But even with all of these techniques, if your software is an opaque black-box the results are going to be harder to trust. Maybe you’re overfitting to past data. Maybe you’re returning plausible but wrong results.

So to gain trust you also want to provide a coherent explanation of what your software does:

  1. We did A—
  2. —here is a graph of intermediate results.
  3. And then did B—
  4. —here is a table showing why it makes sense.
  5. Therefore, we can conclude C.

Explanations with Jupyter

Jupyter is a tool that excels at presenting explanations. You can interleave code execution with visualizations and prose explanations, turning scientific software into a self-explaining narrative.

The problem with Jupyter is that it doesn’t work well with the software engineering approach to writing software. For example:

  • It’s much harder to write automated tests for a Jupyter notebook, and so often that never happens.
  • Software in a notebook is less reusable, and tends to be less modular.

Explanations with Eliot

Eliot is a different way of explaining how your software works, since it can give you a trace of program execution, with intermediate results of your calculation. And since it’s a logging library, not a way of running software like Jupyter, it integrates well with standard software engineering development practices.

The downside is that the explanations it offers really only make sense to you as the author of your code. You can’t reasonably share eliot-tree’s output with someone else.

So while it can help you gain trust in your own software, it won’t help you gain other peoples’ trust.

The future: Eliot + Jupyter?

It is possible to do better than either tool on its own. A combination of Eliot and Jupyter could give you a complete trace of the logic of your calculation, loaded into a tool designed for visualization and explanation.

In particular, with some work, it would be possible to take Eliot logs and load them into Jupyter. And while at the moment the Eliot is less suitable for storing large arrays or dataframes, this is a solvable problem.

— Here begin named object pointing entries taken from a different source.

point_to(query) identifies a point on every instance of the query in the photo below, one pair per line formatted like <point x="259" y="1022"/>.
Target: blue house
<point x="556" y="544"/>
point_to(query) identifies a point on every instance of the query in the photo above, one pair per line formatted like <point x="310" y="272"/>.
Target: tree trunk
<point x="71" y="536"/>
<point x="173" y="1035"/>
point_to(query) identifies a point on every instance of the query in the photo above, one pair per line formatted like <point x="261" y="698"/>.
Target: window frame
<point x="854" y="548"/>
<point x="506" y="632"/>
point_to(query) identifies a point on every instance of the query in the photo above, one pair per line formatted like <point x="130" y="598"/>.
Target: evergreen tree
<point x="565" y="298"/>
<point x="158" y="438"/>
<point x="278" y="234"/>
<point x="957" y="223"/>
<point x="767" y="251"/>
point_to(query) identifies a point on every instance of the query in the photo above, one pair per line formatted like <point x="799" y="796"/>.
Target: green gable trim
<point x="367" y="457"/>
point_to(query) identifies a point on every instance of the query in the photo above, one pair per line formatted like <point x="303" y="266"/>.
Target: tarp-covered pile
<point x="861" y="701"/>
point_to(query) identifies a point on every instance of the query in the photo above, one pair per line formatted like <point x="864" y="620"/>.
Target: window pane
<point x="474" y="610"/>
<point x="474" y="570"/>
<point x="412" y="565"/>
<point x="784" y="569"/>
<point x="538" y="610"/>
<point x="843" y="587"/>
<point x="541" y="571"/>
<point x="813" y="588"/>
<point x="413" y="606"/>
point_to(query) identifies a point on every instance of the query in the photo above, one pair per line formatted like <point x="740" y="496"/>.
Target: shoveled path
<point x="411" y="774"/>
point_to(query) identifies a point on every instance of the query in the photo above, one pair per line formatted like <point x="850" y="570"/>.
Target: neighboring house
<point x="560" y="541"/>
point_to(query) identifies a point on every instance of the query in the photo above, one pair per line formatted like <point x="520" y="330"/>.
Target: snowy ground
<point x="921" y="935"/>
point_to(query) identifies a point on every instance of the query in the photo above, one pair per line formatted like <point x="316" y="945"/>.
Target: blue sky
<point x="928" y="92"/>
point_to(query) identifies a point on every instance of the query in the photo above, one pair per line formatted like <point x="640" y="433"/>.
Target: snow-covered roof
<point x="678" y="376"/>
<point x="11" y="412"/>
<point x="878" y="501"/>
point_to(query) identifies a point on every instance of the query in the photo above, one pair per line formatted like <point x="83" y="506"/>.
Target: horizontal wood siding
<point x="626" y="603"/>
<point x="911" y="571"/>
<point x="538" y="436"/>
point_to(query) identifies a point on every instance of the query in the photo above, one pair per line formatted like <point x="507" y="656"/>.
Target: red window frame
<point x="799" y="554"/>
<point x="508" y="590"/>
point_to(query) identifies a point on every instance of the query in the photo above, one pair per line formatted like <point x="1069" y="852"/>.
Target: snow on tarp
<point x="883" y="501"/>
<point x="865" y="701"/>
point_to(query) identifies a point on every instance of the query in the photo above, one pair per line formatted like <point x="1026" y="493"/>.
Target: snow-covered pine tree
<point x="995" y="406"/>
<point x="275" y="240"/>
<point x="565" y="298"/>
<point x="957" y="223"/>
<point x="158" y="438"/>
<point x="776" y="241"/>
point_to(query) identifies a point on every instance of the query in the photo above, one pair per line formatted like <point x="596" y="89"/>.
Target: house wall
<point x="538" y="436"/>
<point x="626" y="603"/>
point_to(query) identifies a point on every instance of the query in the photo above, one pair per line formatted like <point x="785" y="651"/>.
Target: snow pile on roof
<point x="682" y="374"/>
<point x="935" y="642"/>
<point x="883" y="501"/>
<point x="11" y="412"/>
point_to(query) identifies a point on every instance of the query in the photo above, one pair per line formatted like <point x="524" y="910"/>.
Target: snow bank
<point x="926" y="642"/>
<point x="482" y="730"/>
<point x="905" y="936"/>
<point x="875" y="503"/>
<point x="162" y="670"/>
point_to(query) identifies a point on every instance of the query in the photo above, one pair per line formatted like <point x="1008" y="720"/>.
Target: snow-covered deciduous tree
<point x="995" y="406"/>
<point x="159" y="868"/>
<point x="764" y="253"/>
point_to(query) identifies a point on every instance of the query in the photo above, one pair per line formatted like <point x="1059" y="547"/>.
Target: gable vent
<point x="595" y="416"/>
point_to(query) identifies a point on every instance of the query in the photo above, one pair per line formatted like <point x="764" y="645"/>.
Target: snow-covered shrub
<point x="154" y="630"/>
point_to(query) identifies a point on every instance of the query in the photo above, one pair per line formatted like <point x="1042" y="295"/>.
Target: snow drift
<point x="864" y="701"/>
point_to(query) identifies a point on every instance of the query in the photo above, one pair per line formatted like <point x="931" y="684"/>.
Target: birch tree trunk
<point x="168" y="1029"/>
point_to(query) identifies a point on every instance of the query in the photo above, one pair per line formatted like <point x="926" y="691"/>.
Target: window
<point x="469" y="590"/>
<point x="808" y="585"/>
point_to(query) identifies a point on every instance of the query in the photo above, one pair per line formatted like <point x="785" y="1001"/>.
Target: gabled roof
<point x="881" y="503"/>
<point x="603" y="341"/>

If this interests you and you want make it happen, please get in touch.

Logging in your scientific computing

Logging will help you:

  1. Debug your code.
  2. Speed up your code.
  3. Understand and trust the results.

Of course, to get these benefits you’ll want to add logging before your batch job starts mysteriously failing. So take a few minutes to learn more about Eliot, and then go add logging to your own software.